NZX skim milk powder futures for April on Friday fell by 1.3% to $3,430 per tonne on the NZX exchange, their first losing session in three weeks.


April futures in whole milk powder – which as the product most traded at GlobalDairyTrade (GDT) is particularly closely watched as an indicator of auction prices - dropped by 2.4% to $4,140 per tonne.


The declines left the skim milk powder lot at a discount to its GDT equivalent at the last auction, last week, while for the whole milk powder contract extending the discount to 1.6%.


For further ahead contracts, gaps are wider, with the August whole milk powder lot, at $3,780 per tonne, worth 13.3% less than its GDT equivalent at last week’s event.

‘Growing scepticism’


The shifts are being taken by many investors as a sign that prices at Tuesday’s GDT will fall for the first time since November, ending a winning run which has lifted prices to seven-year highs, and saw prices at the last event spike by 15.0%, helped by a 21% surge in whole milk powder values.


“The futures pricing continues to move in a way that signals growing scepticism about the sustainability of the big price gains at the last GDT auction,” said Tobin Gorey at Commonwealth Bank of Australia.


“Sellers have been active in WMP [whole milk powder] futures,” said Nate Donnay, director of dairy market insight at broker StoneX, noting too that “we’ve heard about a slowdown in physical buying in China after WMP spiked higher at the first auction in March”.


Demand from China, spurred by the country’s economic recovery, is seen as a key driver of the GDT rally, with shipping disruptions also contributing in focusing demand on the auction, which sources its product mainly from New Zealand, from where product has proved more available than some other origins.


With hiccups to dairy deliveries from some other exporters, China’s “buyers are coming out more aggressively, particularly for New Zealand product due to [its] relatively close proximity to China,” said Dr Peter Meehan, senior commodity analyst at StoneX.

Demand vs supply


However, the extent of the price surge at last week’s auction has reduced the appeal to Chinese buyers of Oceania products.

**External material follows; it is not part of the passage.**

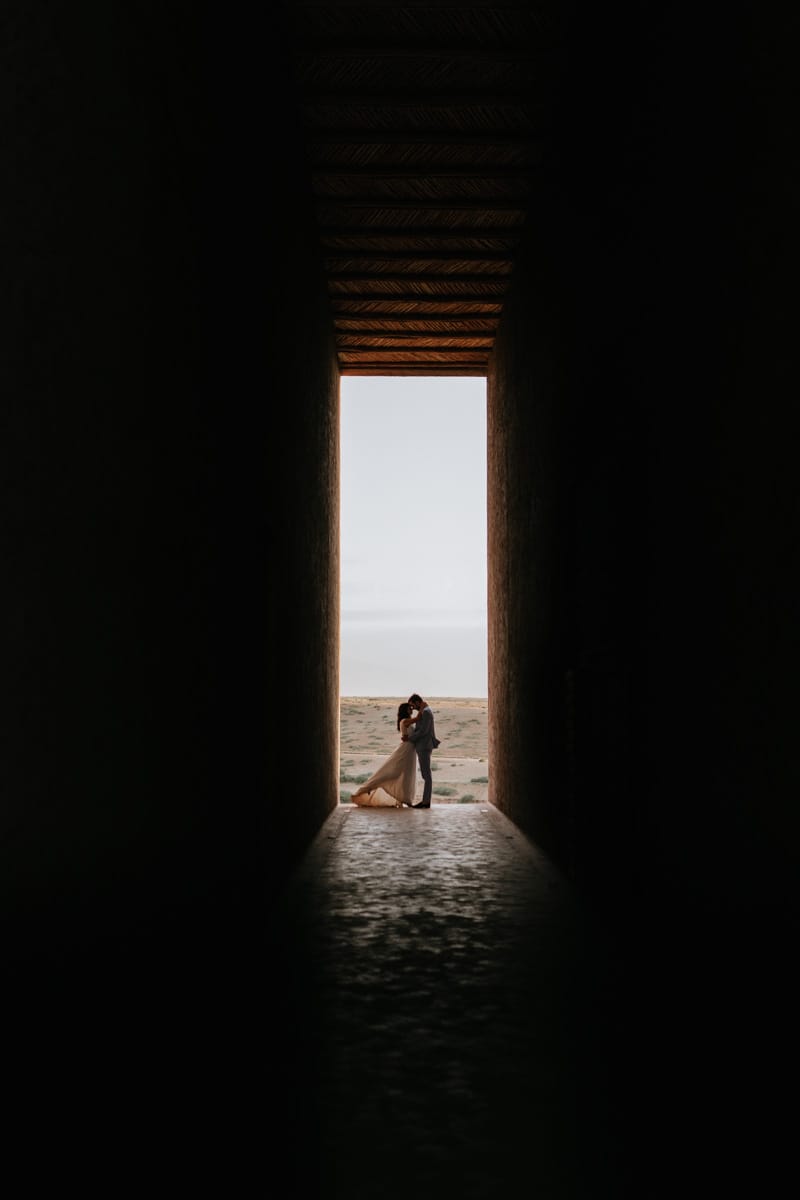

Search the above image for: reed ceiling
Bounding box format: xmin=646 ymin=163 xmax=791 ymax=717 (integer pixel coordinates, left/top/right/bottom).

“Until recently, the Oceania WMP price was at a 23% discount to the average domestic milk price, but that competitiveness has now collapsed after narrowing import parity to 4% following the March 2 GDT event,” said Rabobank in a briefing earlier this week.


Also overshadowing Tuesday’s event is an increase in the volume of milk powder to be offered by Fonterra, the Auckland-based dairy giant which owns GDT, and which provides most of the product sold through it.

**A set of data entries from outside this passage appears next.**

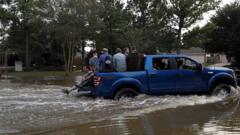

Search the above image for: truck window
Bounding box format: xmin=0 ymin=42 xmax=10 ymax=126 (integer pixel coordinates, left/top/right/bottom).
xmin=176 ymin=58 xmax=197 ymax=70
xmin=152 ymin=58 xmax=171 ymax=70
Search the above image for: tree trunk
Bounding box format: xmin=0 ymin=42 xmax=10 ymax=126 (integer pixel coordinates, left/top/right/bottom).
xmin=176 ymin=19 xmax=184 ymax=54
xmin=25 ymin=31 xmax=30 ymax=70
xmin=82 ymin=39 xmax=85 ymax=70
xmin=4 ymin=49 xmax=8 ymax=75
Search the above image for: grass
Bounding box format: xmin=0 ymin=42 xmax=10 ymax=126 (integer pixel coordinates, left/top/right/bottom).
xmin=8 ymin=71 xmax=83 ymax=78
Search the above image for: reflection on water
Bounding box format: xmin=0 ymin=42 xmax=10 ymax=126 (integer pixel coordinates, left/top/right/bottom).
xmin=0 ymin=81 xmax=240 ymax=135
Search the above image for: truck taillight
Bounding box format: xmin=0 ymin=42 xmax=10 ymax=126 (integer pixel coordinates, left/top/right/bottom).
xmin=93 ymin=76 xmax=102 ymax=87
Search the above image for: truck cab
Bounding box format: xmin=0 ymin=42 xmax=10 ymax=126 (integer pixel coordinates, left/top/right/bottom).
xmin=85 ymin=55 xmax=237 ymax=99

Fonterra, noting the “material price changes” at last week’s auction, raised by 200 tonnes the volume of skim milk powder it will offer on Tuesday, and by 3,500 tonnes the amount of whole milk powder.


However, also noting “market price relatives”, the co-operative also lowered by 350 tonnes the volume of anhydrous milk fat to be offered, and by 310 tonnes the quantity of cheddar cheese.

‘A lot of profit’


The US Department of Agriculture last week highlighted the boost to processors’ margins from elevated values, saying that “a rule of thumb often recited is that Oceania WMP prices above $3,000 [per tonne] are nicely profitable.


“With a range top price of $4,400 there is a lot of profit in WMP now,” a factor which, with the powder being “the biggest driver of farm milk prices in Oceania, this also excites many dairy producers”.


The USDA - highlighting “North Asia”, taken at GDT as meaning China, as “a big factor” in boosting Oceania prices – understanding that “part of the higher buying interest is said to be Covid-19 factors slowing some deliveries from other global sources of WMP”.

‘Going to take a little hit’


However, the department added that “now the uncertainty is whether this price level can hold moving forward”.


Mr Donnay said that “after a 21% price spike, weaker spot demand and an increase in volume being offered I think WMP prices are going to take a little hit at the auction”, although prices of other products “might be either side of unchanged”.


With whole milk powder accounting for most of the volumes sold at GDT, he forecast the index shedding 4.0% overall at the event, a decline which would be its biggest since August.